Earlier this year I dreamed that I was pumping gasoline in my back seat of my car rather than in the fuel tank.  Curious of what the dream might represent, I Googled it.  I learned that to dream of being at a gas station represents a need to re-energize and revitalize yourself.  At that time, I was doing so much for others and not taking care of myself.  I was both physically and mentally exhausted and needed rest.

In recent weeks, with the passing of my brother, and having to move my mother into an assisted living residence, I once again find myself physically and mentally drained.  I sleep but get no rest and my body aches all over.  This, I believe is the unconscious manifesting itself and giving me warnings.

We ACOAs must learn to listen to those quiet unconscious messages from our minds and remember it’s all right to take care of ourselves.

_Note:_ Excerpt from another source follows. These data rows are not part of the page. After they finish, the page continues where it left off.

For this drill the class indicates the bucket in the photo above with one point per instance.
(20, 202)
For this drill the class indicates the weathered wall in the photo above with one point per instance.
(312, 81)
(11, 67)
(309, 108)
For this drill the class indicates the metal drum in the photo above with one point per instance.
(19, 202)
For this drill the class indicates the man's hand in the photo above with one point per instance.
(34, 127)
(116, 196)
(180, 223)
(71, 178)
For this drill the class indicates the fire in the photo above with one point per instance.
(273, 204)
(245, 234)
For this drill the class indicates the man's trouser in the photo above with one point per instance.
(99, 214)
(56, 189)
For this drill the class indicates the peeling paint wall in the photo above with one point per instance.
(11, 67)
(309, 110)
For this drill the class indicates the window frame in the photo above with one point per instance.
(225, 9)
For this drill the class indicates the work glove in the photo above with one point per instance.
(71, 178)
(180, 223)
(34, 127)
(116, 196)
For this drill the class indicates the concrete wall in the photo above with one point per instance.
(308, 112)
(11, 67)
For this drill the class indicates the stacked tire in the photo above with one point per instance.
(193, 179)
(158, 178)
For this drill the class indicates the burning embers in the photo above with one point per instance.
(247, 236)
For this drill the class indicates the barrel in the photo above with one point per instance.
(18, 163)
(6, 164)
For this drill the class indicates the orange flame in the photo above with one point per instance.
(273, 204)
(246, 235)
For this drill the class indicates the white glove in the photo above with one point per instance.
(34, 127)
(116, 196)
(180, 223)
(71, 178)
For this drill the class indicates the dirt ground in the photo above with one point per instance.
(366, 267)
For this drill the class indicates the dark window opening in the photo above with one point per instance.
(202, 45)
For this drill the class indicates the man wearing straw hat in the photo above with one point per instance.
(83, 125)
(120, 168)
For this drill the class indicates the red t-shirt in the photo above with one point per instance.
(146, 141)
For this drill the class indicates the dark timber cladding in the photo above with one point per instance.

Hi, I’m Liz Hawkins and I’m a recovering Adult Child of an Alcoholic.

#ACoAAwareness

Breaking Co-dependency

My ACOA mother is now living in an assisted-living residence.  She’s fine.  She likes her room and the staff treats her like a queen.  So why is she still depending on me?  “Let’s change the bedding,” she said when I visited her today.  “Okay,” I obliged.  “Take this sweater and wash it for me,” she demanded.  “Mom, the staff will wash your clothes.”  “No, you take it and wash it for me.”  “Okay,” I again obliged.

I supposed old ACOA habits die hard.  I know she is in good hands at the assisted-living residence, but I still worry about her.  She says she likes the place and she has everything to make her comfortable.  But feel like I’m missing an appendage.  I’m sure I’ll get over my anxiety in time.  It’s only been seven days!

Because we are both ACOA, we both hide our feelings and have adopted a survival role in order to cope with the stresses of life.  I supposed we have been each other’s partner in survival.  Now we both must learn to lean less on one another and stand on our own.

Hi, I’m Liz Hawkins and I’m a recovering Adult Child of an Alcoholic.